Finding a leak in the vinyl liner of your swimming pool can be a difficult task. Most of surface area of the surface area of the liner is underwater making it very difficult for close visual inspection. If you have traced the leak through diagnosis to be located in the liner, then the most efficient way to find the leak now is to check the most common vinyl liner leak locations.
Before you spend any time looking for the leak you should consider what could have possibly caused this leak as this could help you to focus in on one particular aspect of the liner. Check the ladder in your pool to ensure that there is rubber bumpers protecting the bottom stainless steel tubes from cutting the liner. This is one of the most common leak sources since the bumpers tend to warp and deteriorate with age increasing the likelihood of them falling off.
Next be sure to check anything that goes into your swimming pool for signs of damage or any physical hazards that could pose a threat to your liner. This would include skimmer nets, poles, vacuum heads, automatic vacuum cleaners and pool toys. You can also check your hose to make sure that it does not have any hose clamps or sharp burrs which could damage the liner when you are topping off the water in your pool.

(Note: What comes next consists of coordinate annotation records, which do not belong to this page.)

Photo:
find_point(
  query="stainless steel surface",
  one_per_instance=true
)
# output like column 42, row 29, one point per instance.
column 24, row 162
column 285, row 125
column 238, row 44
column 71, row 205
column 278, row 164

Once you have ruled out the items that are used in maintaining and using your Stahlwandpool you can consider any location that is inclined to leak such as skimmer gaskets, return gaskets, light gaskets and especially stair gaskets. Inspect the screws on these face plates to ensure that the leak is not in these locations as opposed to being a hole in the liner itself. Excessive rust or loose screws are a sure sign that there is a leak present in this area.
If the leak is in a random spot somewhere in the liner you would perform a visual inspection beginning at the top of the walls and progress around the edge of your pool perimeter. A small hole in the liner will often represent itself as a ¼" long smile or crescent in the liner. Often these holes in vinyl liners can be felt with your fingertips easier than by sight - especially when on the walls.
Most vinyl liner swimming pools have galvanized steel walls which will rust when in constant contact with chlorinated water such as with a leak in your liner. Rust will form on the walls around any location where there is even a tiny leak present given enough time. You can inspect the walls of your pool by sight and by feel for areas that are rough - an indication that there is a leak close by and rust is beginning to form. You can also perform a dye test which will help you to identify possible leak points in your pool.